HTTP endpoint calls in Durable Functions

Durable Functions 2.0 onwards, orchestrator functions can be used to invoke HTTP APIs. HTTP requests are sent by orchestrator functions and their responses are serialized and persisted as messages in the Durable Functions storage provider which ensures reliable and safe orchestration replay. However, the HTTP APIs that are created and invoked from the orchestrator functions do not support all of the HTTP request features that are possible from a native HttpClient. Some limitations are,

Additional latency is observed with the HTTP request made from within orchestrator functions and customization of the HttpClient provided by the DurableOrchestrationContext is also limited.
Orchestration performance also tends to get degraded with the large request or response messages as large messages need to be compressed/decompressed and stored/retrieved in/from blobs instead of queues.
Payloads of Stream or byte type are not supported.
Calls that use Azure AD tokens for authorization are only supported.

If any of these limitations affect your solution, it is advisable to use activity functions with customized HTTP clients to make calls.

Identity management in durable functions

APIs invoked within Durable functions can only take in Azure Active Directory (Azure AD) tokens acquired through Azure managed identities for authorization. The Orchestration context has the capability to acquire the OAuth 2.0 token, attach it to the associated HTTP request as a bearer token and handle the refresh and dispose of these tokens implicitly.
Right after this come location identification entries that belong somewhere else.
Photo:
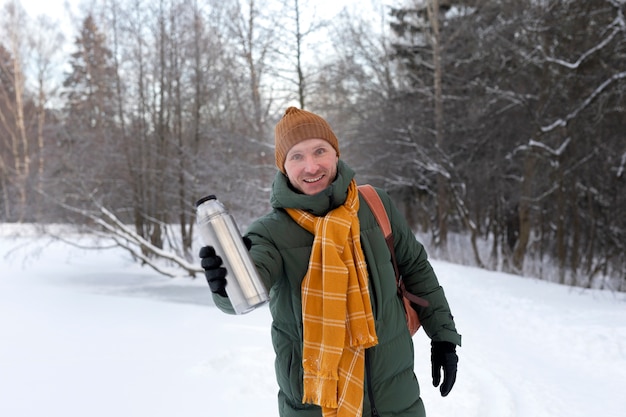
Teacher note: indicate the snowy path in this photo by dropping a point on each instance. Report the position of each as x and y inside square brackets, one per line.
[89, 333]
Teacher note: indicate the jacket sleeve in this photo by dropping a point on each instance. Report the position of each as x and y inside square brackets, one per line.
[420, 279]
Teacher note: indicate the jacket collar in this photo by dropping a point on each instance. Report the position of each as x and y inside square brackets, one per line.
[285, 196]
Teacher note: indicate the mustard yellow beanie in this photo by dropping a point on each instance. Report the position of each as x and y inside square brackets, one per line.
[297, 125]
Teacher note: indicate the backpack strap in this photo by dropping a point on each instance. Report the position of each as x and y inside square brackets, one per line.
[373, 200]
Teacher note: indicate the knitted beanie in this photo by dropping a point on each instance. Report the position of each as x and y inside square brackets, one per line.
[298, 125]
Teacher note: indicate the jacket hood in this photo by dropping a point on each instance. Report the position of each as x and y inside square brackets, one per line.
[285, 196]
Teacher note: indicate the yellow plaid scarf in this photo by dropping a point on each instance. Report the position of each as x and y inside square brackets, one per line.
[338, 323]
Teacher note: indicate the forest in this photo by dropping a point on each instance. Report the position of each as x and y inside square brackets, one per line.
[497, 126]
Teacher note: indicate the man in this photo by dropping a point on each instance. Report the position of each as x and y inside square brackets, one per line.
[339, 329]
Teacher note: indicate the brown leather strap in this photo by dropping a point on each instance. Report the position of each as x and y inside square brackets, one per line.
[373, 200]
[376, 205]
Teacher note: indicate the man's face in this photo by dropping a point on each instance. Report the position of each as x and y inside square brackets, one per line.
[311, 165]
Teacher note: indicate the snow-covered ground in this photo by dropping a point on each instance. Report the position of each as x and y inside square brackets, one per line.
[89, 333]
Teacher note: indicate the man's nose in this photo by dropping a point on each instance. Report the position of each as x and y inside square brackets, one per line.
[310, 164]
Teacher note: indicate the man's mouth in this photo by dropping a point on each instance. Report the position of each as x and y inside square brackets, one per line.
[312, 180]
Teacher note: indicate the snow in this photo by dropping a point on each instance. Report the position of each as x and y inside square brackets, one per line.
[89, 332]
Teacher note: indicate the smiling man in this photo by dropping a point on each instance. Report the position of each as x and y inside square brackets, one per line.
[339, 329]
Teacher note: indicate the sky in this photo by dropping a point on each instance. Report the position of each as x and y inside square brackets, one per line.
[86, 332]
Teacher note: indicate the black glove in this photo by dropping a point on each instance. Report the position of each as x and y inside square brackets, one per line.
[443, 355]
[214, 272]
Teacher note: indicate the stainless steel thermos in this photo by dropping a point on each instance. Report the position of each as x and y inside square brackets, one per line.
[217, 228]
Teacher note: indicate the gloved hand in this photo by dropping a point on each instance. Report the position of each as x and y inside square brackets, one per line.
[443, 355]
[214, 272]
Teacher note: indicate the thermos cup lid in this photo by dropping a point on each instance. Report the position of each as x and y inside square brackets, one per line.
[207, 198]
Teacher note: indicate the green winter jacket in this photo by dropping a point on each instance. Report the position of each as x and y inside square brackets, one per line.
[281, 251]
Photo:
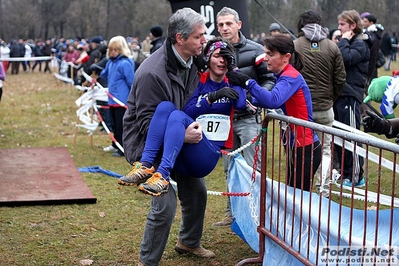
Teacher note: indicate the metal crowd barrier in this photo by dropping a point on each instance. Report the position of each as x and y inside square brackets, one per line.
[349, 225]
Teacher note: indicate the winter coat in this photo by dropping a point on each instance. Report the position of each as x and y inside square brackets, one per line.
[324, 69]
[119, 73]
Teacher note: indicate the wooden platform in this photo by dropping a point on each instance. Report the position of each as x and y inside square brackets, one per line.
[41, 176]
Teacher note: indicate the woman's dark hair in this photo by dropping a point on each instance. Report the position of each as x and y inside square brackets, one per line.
[216, 39]
[283, 44]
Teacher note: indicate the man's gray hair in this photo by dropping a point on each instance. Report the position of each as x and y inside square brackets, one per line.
[228, 11]
[183, 21]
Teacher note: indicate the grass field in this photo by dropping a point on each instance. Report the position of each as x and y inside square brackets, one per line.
[38, 111]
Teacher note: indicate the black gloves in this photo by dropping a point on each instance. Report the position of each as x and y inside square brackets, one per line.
[376, 124]
[223, 92]
[230, 57]
[237, 78]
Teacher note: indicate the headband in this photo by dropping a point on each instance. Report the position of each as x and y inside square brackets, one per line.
[213, 47]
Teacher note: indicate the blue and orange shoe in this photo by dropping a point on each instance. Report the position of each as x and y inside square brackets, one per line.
[155, 186]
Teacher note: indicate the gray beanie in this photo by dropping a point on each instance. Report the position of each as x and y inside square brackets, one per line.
[274, 26]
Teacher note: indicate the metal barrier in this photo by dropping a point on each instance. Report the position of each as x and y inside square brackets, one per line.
[348, 226]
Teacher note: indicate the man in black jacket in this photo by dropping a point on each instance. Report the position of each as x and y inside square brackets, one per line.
[250, 61]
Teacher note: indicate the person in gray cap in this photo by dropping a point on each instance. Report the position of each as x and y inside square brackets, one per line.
[274, 29]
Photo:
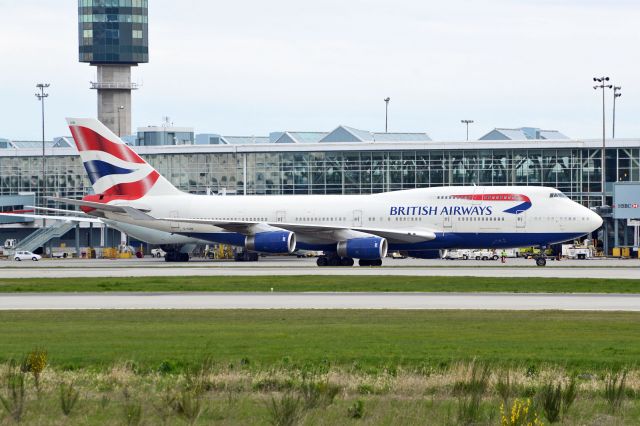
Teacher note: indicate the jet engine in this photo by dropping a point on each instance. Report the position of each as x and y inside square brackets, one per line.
[363, 248]
[271, 242]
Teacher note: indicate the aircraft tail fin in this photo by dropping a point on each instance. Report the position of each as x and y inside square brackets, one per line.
[114, 169]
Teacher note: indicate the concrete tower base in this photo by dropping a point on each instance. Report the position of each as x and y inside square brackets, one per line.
[114, 97]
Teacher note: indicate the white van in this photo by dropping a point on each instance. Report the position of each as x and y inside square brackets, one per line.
[26, 255]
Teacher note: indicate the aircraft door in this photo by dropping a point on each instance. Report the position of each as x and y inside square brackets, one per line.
[478, 193]
[446, 224]
[175, 226]
[357, 218]
[521, 221]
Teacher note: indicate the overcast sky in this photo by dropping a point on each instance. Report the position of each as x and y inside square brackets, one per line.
[251, 67]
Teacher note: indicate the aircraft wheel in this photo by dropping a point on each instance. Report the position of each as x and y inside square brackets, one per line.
[346, 261]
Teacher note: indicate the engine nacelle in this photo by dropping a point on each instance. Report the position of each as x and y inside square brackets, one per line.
[363, 248]
[424, 254]
[271, 242]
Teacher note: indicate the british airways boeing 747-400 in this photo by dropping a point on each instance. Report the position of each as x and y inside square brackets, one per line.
[419, 221]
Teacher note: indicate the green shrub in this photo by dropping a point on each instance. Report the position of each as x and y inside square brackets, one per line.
[505, 388]
[188, 405]
[285, 411]
[477, 383]
[167, 367]
[556, 400]
[15, 394]
[68, 397]
[356, 410]
[131, 409]
[469, 409]
[165, 406]
[365, 389]
[550, 398]
[614, 392]
[318, 394]
[35, 362]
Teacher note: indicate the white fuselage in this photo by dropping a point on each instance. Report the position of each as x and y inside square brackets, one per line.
[472, 217]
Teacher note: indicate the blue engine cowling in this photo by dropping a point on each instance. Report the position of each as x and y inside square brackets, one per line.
[423, 254]
[363, 248]
[271, 242]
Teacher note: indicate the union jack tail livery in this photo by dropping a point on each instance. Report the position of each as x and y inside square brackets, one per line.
[114, 169]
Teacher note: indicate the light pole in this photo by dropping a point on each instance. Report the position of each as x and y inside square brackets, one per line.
[602, 84]
[386, 114]
[467, 122]
[41, 95]
[120, 108]
[616, 95]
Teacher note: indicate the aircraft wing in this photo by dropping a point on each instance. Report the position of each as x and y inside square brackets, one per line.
[133, 212]
[51, 217]
[91, 204]
[330, 232]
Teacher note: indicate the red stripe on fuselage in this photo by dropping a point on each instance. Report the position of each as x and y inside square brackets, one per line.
[494, 197]
[88, 140]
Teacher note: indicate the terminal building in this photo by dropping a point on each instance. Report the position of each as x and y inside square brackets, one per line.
[113, 37]
[341, 161]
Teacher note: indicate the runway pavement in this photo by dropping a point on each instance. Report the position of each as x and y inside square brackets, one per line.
[431, 301]
[612, 268]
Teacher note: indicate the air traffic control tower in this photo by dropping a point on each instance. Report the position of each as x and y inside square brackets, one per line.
[113, 37]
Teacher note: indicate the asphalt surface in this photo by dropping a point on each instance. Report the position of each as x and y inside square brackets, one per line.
[499, 301]
[600, 268]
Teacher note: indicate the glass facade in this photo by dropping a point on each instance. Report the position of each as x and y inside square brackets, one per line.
[113, 31]
[575, 171]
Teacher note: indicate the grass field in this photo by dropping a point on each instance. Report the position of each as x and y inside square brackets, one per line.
[318, 367]
[321, 283]
[356, 339]
[455, 396]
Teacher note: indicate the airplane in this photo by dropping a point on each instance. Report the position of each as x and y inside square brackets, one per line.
[345, 227]
[177, 247]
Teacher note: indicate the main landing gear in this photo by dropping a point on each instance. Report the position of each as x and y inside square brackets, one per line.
[176, 256]
[335, 260]
[541, 261]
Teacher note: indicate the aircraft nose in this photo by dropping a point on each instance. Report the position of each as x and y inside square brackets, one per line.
[595, 221]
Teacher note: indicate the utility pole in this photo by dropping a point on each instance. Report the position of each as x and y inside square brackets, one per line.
[386, 114]
[616, 95]
[41, 95]
[467, 122]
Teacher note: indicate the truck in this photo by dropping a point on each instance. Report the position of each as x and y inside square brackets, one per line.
[577, 251]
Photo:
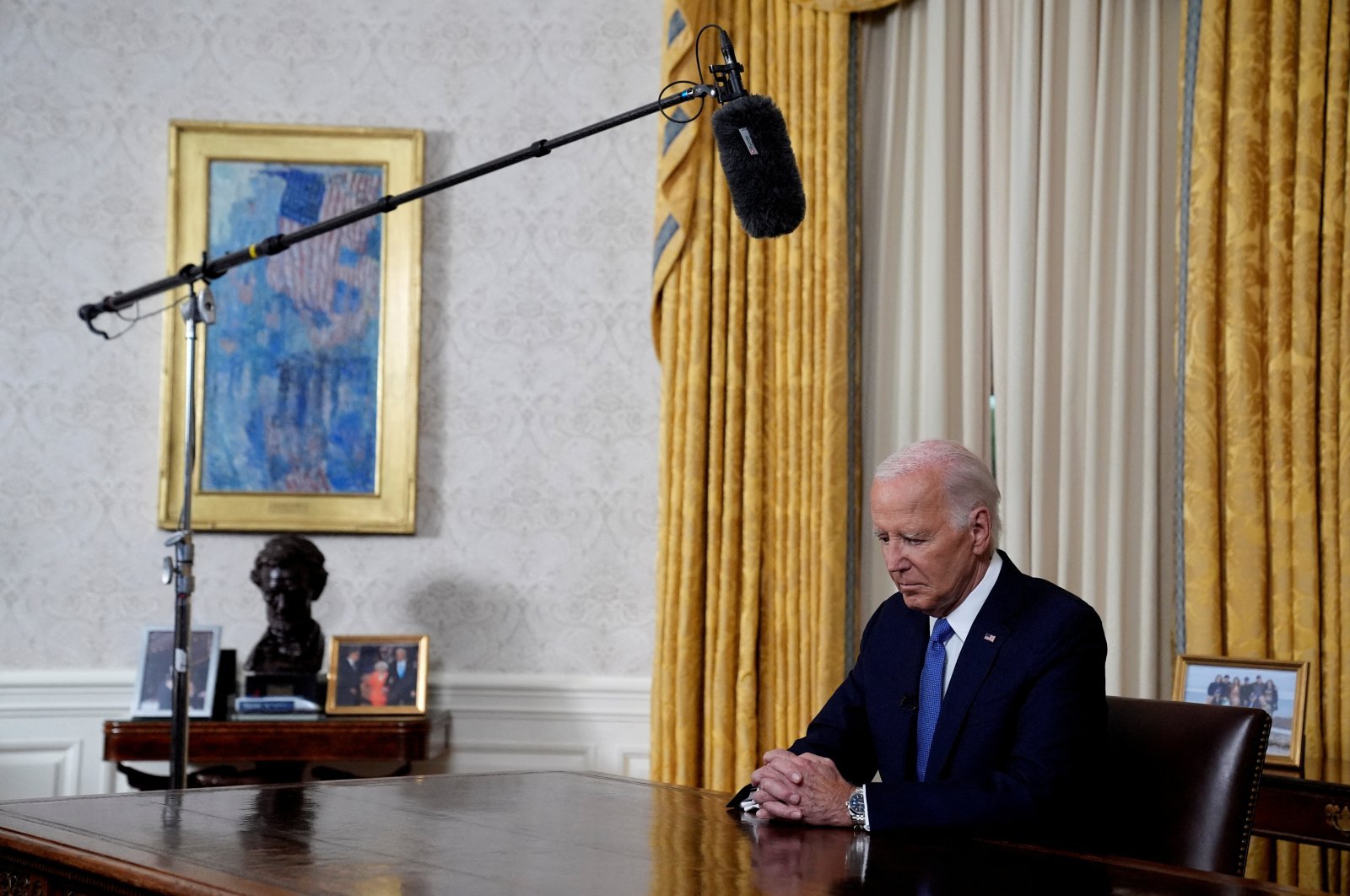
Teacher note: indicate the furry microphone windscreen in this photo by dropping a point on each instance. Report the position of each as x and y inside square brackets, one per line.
[759, 165]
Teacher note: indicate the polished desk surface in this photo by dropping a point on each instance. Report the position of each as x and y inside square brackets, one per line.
[513, 833]
[338, 738]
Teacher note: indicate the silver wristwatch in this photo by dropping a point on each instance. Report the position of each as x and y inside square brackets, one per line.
[857, 807]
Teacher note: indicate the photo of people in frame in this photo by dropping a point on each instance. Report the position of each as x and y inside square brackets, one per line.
[154, 677]
[377, 673]
[1275, 687]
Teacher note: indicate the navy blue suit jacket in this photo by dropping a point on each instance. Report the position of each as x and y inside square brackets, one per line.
[1023, 718]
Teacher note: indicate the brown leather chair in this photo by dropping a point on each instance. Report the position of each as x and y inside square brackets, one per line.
[1183, 781]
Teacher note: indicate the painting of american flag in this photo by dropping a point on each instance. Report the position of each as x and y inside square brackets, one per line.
[292, 364]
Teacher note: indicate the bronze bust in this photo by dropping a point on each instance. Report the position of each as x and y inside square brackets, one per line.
[290, 574]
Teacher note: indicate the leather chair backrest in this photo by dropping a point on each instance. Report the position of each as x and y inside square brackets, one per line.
[1183, 781]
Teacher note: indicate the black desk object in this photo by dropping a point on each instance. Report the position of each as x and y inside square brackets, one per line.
[512, 833]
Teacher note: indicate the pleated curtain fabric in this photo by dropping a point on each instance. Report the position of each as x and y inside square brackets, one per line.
[1266, 342]
[758, 457]
[1018, 182]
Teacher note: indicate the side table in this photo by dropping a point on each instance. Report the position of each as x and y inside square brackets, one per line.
[280, 751]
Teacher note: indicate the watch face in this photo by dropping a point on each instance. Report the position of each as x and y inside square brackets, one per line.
[855, 806]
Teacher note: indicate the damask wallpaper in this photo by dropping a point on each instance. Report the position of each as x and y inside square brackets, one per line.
[535, 547]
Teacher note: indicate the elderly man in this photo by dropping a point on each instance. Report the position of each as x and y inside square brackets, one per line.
[979, 691]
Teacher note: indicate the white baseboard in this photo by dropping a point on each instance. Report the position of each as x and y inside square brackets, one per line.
[51, 726]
This makes it a boon for those who are in a position to use Azure AD tokens for their use cases however if the API or service being invoked from the Durable functions uses identity management different of Azure managed identities, then the process to obtain, maintain and refresh the tokens need to be performed as part of request execution and all of this has to be done within the scope of activity functions.

So these are some of the constraints of Azure Durable Functions to keep in mind while designing a solution using it. Durable Functions solve crucial use cases using a serverless approach. It is just a matter of understanding whether the use case you have chosen to solve using the Durable Functions fits with the given set of constraints.